Милли прочитала первые несколько строк письма и спросила:
– Но почему?
– Мы снимаем дом на его земле – дом, где я родилась. Моя мать приняла первых двух детей у его жены и спасла ей жизнь, поэтому Эвелин всегда настаивала, чтобы муж позволил нам остаться.
Милли снова начала делать заметки, а Белла взяла кусочек сахара и положила его в чай.
– Уилфреду Хилтону не нравились отчаявшиеся женщины, которым моя мать помогала на его земле. Они приходили к нам сломленными, голодными, избитыми и беременными, часто изнасилованными или брошенными. Тесса всегда давала понять, что ее дверь открыта даже для тех женщин, которые не могут позволить себе оплатить ее услуги.
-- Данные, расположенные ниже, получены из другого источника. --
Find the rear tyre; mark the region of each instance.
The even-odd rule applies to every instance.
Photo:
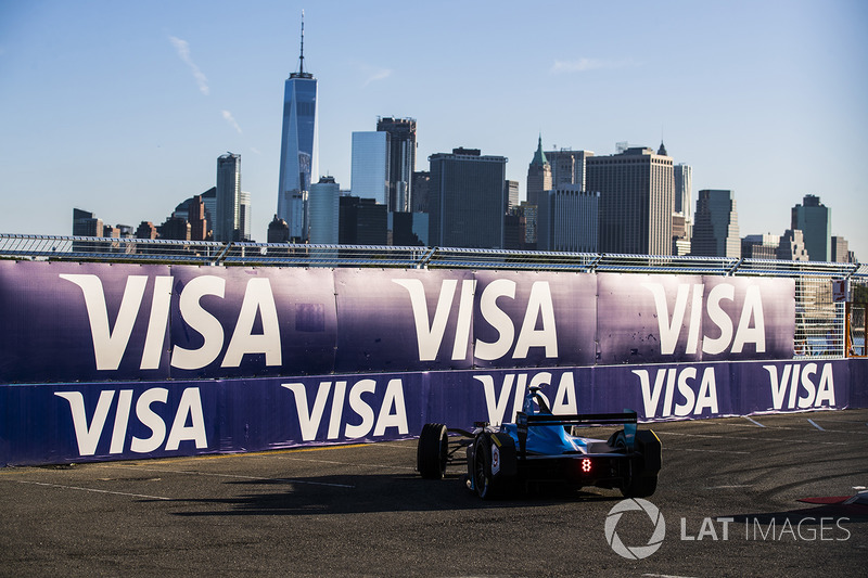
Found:
[[[476,438],[473,449],[473,486],[476,496],[483,500],[490,500],[497,493],[497,484],[492,476],[492,448],[485,434]]]
[[[648,498],[658,489],[658,473],[663,462],[663,446],[650,429],[636,433],[636,451],[639,455],[630,463],[630,475],[624,480],[621,493],[625,498]]]
[[[449,457],[449,438],[446,426],[437,423],[425,424],[419,435],[416,451],[416,468],[425,479],[443,479]]]

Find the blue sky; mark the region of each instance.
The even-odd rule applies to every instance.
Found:
[[[162,222],[241,154],[253,235],[277,205],[283,82],[319,80],[319,168],[352,132],[418,121],[417,170],[457,146],[656,146],[731,189],[742,236],[817,194],[868,259],[868,3],[0,0],[0,232],[71,234],[74,207]]]

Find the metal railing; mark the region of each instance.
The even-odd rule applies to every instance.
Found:
[[[237,267],[378,267],[404,269],[509,269],[782,277],[795,280],[796,359],[840,358],[860,347],[845,338],[847,310],[835,301],[832,280],[851,293],[868,292],[868,265],[449,247],[218,243],[99,236],[0,234],[0,259],[137,262]],[[864,313],[863,313],[864,314]]]

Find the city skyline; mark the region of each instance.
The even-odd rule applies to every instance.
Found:
[[[692,167],[694,192],[733,191],[742,235],[781,234],[790,207],[814,194],[832,208],[831,234],[868,255],[855,210],[868,197],[858,2],[566,4],[559,18],[510,2],[323,4],[261,2],[237,18],[219,2],[3,7],[0,231],[68,234],[74,207],[112,224],[162,221],[212,187],[214,158],[233,151],[264,241],[306,8],[319,172],[344,189],[352,132],[381,116],[417,119],[417,170],[433,154],[482,149],[509,158],[522,198],[540,133],[546,151],[597,155],[664,141]],[[418,24],[372,34],[386,14]],[[710,41],[710,26],[727,34]]]

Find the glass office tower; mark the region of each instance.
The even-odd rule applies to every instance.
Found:
[[[359,198],[388,205],[388,132],[354,132],[349,189]]]
[[[317,166],[317,79],[305,72],[305,25],[298,72],[286,79],[280,144],[278,217],[290,226],[290,237],[305,240],[305,198]]]

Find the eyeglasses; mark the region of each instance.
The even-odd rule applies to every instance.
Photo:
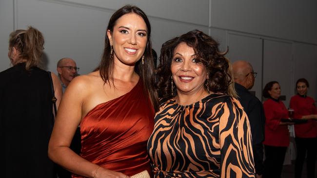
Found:
[[[79,71],[79,68],[78,68],[77,67],[73,67],[73,66],[60,66],[59,67],[59,68],[67,68],[69,71],[73,71],[73,70],[75,70],[77,71]]]
[[[258,75],[258,72],[250,72],[250,73],[248,73],[246,75],[245,75],[245,76],[246,77],[248,76],[248,75],[249,75],[250,73],[252,73],[253,75],[253,77],[254,78],[257,77],[257,75]]]

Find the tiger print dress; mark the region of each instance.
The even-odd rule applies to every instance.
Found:
[[[191,105],[161,105],[148,142],[155,178],[254,178],[248,117],[222,93]]]

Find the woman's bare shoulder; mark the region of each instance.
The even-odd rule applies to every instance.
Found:
[[[96,71],[80,75],[72,80],[66,90],[77,90],[80,93],[87,92],[99,82],[100,79],[99,72]]]

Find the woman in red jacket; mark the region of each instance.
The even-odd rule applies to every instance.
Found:
[[[263,104],[265,114],[265,138],[263,142],[265,151],[265,178],[280,178],[286,149],[289,144],[287,125],[291,123],[281,122],[288,118],[287,109],[278,98],[281,89],[277,81],[268,83],[263,95],[268,98]]]
[[[314,99],[307,96],[309,84],[304,78],[296,82],[297,95],[291,99],[290,107],[294,110],[294,118],[308,120],[305,124],[295,125],[297,156],[295,162],[295,178],[300,178],[307,153],[307,176],[315,178],[316,152],[317,151],[317,109]]]

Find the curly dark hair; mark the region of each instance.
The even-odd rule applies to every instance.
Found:
[[[158,90],[160,97],[168,99],[176,95],[176,89],[173,89],[172,93],[171,64],[174,50],[182,42],[193,48],[196,59],[206,67],[209,79],[205,82],[205,89],[207,90],[208,88],[213,92],[236,97],[231,65],[224,56],[228,51],[221,53],[218,49],[219,44],[216,40],[202,32],[194,30],[162,45],[160,64],[157,71]]]
[[[265,87],[264,87],[264,89],[263,89],[263,97],[266,98],[269,98],[271,97],[270,93],[269,93],[269,91],[272,89],[273,85],[275,84],[279,85],[278,82],[276,81],[271,81],[265,85]]]
[[[307,87],[307,88],[309,88],[309,83],[308,83],[308,81],[307,81],[307,80],[306,80],[304,78],[300,78],[300,79],[297,80],[297,81],[296,82],[296,87],[297,87],[297,84],[298,84],[298,83],[299,83],[299,82],[304,83],[305,84],[306,84],[306,87]]]

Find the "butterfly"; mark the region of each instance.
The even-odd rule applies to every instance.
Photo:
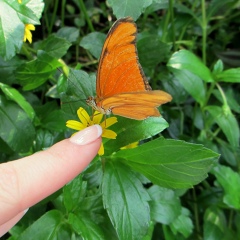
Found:
[[[131,17],[117,20],[108,32],[99,60],[96,97],[86,102],[100,113],[135,120],[158,117],[170,94],[152,90],[138,61],[137,26]]]

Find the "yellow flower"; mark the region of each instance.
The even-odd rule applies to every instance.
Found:
[[[28,40],[30,43],[32,43],[31,31],[34,31],[34,30],[35,30],[35,26],[33,24],[25,24],[24,38],[23,38],[24,42]]]
[[[103,138],[116,139],[117,134],[114,131],[107,129],[108,127],[112,126],[117,122],[116,117],[110,117],[110,118],[107,118],[105,121],[101,122],[103,118],[103,114],[99,113],[98,111],[95,111],[93,114],[93,118],[91,119],[88,113],[86,112],[86,110],[83,109],[82,107],[80,107],[77,110],[77,115],[80,121],[68,120],[66,122],[66,126],[68,128],[80,131],[94,124],[99,124],[103,129],[103,133],[102,133]],[[101,144],[98,154],[100,156],[104,154],[103,143]]]
[[[120,149],[128,149],[128,148],[135,148],[138,146],[138,142],[130,143],[124,147],[121,147]]]

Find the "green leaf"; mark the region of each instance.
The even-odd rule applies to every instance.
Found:
[[[223,62],[221,59],[217,60],[217,62],[213,66],[213,74],[219,74],[223,71]]]
[[[187,50],[175,52],[167,64],[169,67],[179,70],[187,70],[195,74],[205,82],[213,82],[210,70],[202,63],[202,61]]]
[[[37,44],[37,50],[43,50],[53,58],[61,58],[67,53],[71,43],[56,35],[50,35],[47,39]]]
[[[160,9],[168,9],[168,7],[169,7],[168,0],[161,0],[161,1],[153,0],[151,5],[149,5],[144,11],[144,14],[150,14]]]
[[[206,98],[206,91],[203,81],[197,75],[185,69],[173,69],[172,72],[182,84],[184,89],[191,94],[191,96],[200,104],[200,106],[203,106]]]
[[[15,1],[15,5],[19,4]],[[0,56],[4,60],[11,59],[19,52],[23,44],[24,24],[20,21],[17,12],[7,1],[0,1]],[[11,16],[11,18],[9,18]]]
[[[31,1],[30,1],[31,2]],[[30,7],[34,6],[33,4],[30,4],[30,7],[27,3],[27,1],[23,1],[21,4],[17,3],[15,1],[8,1],[9,5],[16,11],[17,15],[19,16],[20,20],[24,24],[40,24],[39,18],[41,16],[41,12],[44,7],[44,3],[42,0],[32,0],[35,4],[39,4],[38,8],[31,9]],[[33,10],[38,10],[35,14]]]
[[[217,207],[209,207],[204,214],[204,240],[224,239],[227,226],[224,212]]]
[[[36,220],[19,236],[19,240],[71,239],[71,230],[58,210],[51,210]]]
[[[70,43],[74,43],[79,37],[79,29],[76,27],[62,27],[57,31],[56,36],[64,38]]]
[[[49,130],[64,131],[66,129],[65,114],[62,110],[54,110],[41,121],[42,126]]]
[[[218,165],[212,172],[224,189],[223,202],[230,208],[240,209],[240,175],[231,168]]]
[[[213,94],[223,104],[222,95],[217,89],[213,90]],[[226,91],[224,91],[224,94],[227,98],[227,103],[231,110],[240,113],[240,104],[237,102],[238,100],[237,91],[234,92],[234,89],[230,87]]]
[[[219,154],[202,145],[156,139],[134,149],[117,152],[135,171],[166,188],[190,188],[207,177]]]
[[[137,42],[139,61],[143,67],[155,67],[170,54],[171,45],[157,35],[148,35]]]
[[[23,86],[23,90],[32,90],[43,83],[62,64],[44,51],[37,52],[37,59],[27,62],[17,69],[17,79]]]
[[[170,225],[171,230],[176,235],[181,233],[187,239],[193,231],[193,222],[190,218],[190,211],[187,208],[182,208],[181,215],[179,215]]]
[[[148,189],[151,219],[162,224],[173,222],[181,213],[179,198],[171,189],[152,186]]]
[[[221,128],[232,147],[239,146],[239,126],[235,116],[230,109],[224,109],[218,106],[207,106],[206,110],[214,118],[214,121]],[[231,126],[231,127],[229,127]]]
[[[86,195],[87,182],[79,175],[63,188],[63,202],[68,212],[72,212]]]
[[[79,107],[83,107],[89,114],[92,114],[92,109],[87,105],[86,99],[89,96],[95,96],[95,89],[95,75],[88,75],[82,70],[70,69],[68,88],[61,93],[63,111],[76,120],[78,120],[77,110]]]
[[[107,161],[102,182],[104,207],[119,239],[142,239],[150,221],[149,196],[129,168]]]
[[[104,142],[106,155],[130,143],[155,136],[168,127],[168,123],[162,117],[150,117],[144,121],[137,121],[117,116],[117,120],[118,122],[111,126],[111,130],[117,133],[117,138]]]
[[[117,18],[131,16],[137,20],[144,9],[152,3],[152,0],[109,0],[108,3]]]
[[[26,114],[31,120],[34,119],[35,117],[34,109],[18,90],[3,83],[0,83],[0,88],[9,99],[16,102],[26,112]]]
[[[72,228],[82,237],[87,240],[105,240],[103,229],[89,218],[87,214],[76,216],[73,213],[69,214],[69,223]]]
[[[11,60],[8,61],[4,61],[0,57],[1,82],[9,85],[15,83],[16,82],[15,71],[21,64],[22,60],[20,60],[18,57],[13,57]]]
[[[35,137],[28,115],[3,96],[0,96],[0,137],[16,152],[29,151]]]
[[[102,47],[105,39],[106,34],[100,32],[92,32],[84,36],[79,45],[84,49],[89,50],[89,52],[98,59],[102,52]]]
[[[35,6],[34,6],[35,5]],[[42,0],[26,1],[19,4],[15,0],[0,1],[0,56],[11,59],[20,51],[23,44],[24,24],[39,24],[43,10]]]
[[[218,82],[240,82],[240,68],[231,68],[217,75]]]

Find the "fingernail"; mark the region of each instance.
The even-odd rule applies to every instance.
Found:
[[[23,215],[25,215],[28,210],[29,210],[29,208],[25,209],[25,210],[23,211]]]
[[[95,141],[102,134],[102,128],[99,125],[93,125],[74,134],[70,141],[78,145],[86,145]]]

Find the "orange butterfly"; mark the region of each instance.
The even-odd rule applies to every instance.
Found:
[[[130,17],[117,20],[107,35],[97,72],[97,97],[87,99],[100,113],[143,120],[160,116],[157,107],[172,100],[148,84],[138,61],[136,35]]]

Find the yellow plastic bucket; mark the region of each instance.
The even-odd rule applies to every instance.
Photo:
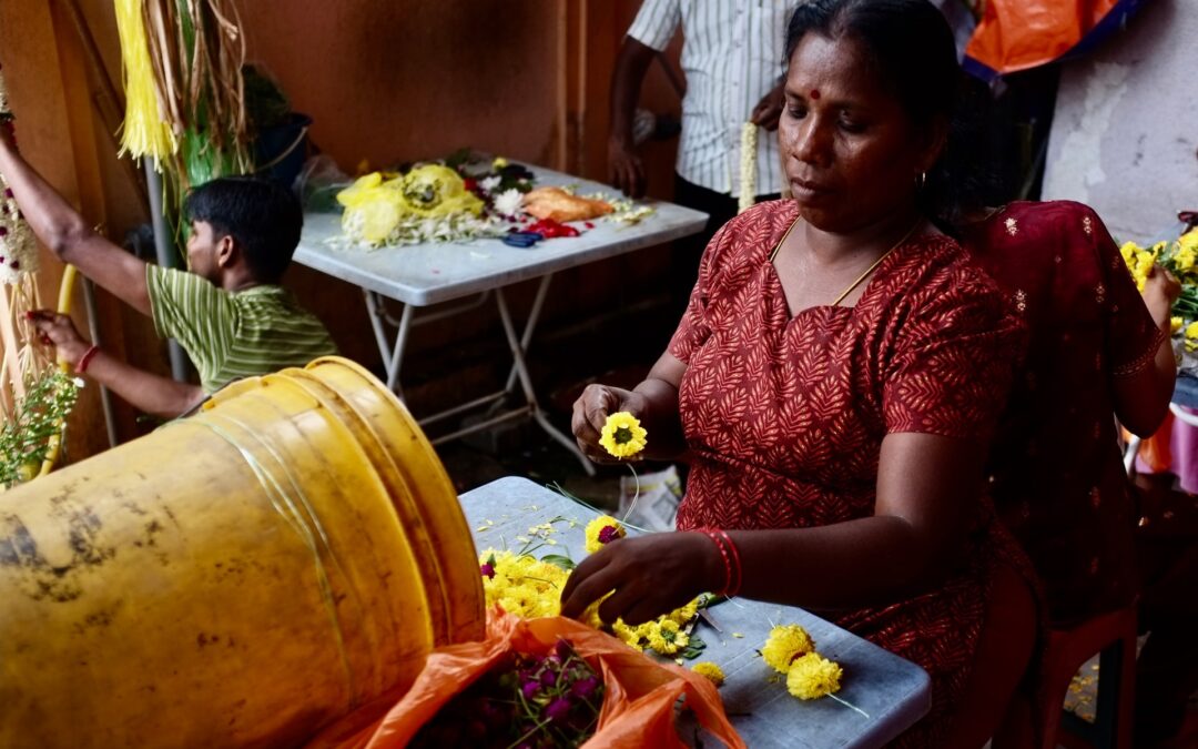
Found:
[[[0,497],[0,747],[286,747],[483,636],[415,421],[322,358]]]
– Почему же адвокат вашей матери не вызвал ни одну из этих женщин в качестве свидетельницы в суде?
– Потому что он получил свой гонорар от Уилфреда Хилтона.
– Вы в этом уверены? – Милли подняла голову, держа карандаш наготове.
Белла кивнула:
– Адвокат отрицал это и сказал, будто работает на добровольных началах, но его нет в списке адвокатов-волонтеров. – Она вытащила лист бумаги, который накануне взяла в канцелярии суда. – Его зовут Джереми Лайонс, и его тут нет. Моя мать не желала подставлять ни одну из женщин, которым помогла, а мистер Лайонс не пытался найти иной способ защиты. Он хотел, чтобы ее осудили, и они все избавились бы от нее и ее «колдовских замашек».
Милли прочитала остальную часть письма, прежде чем вернуть его Белле.
– Похоже, ваша мама – необыкновенная женщина.
– Да, – согласилась Белла. – Мне пора идти, мисс Грин. У меня есть кое-какие неотложные дела, связанные с моим сыном. Я надеюсь, что вы напишете об этом.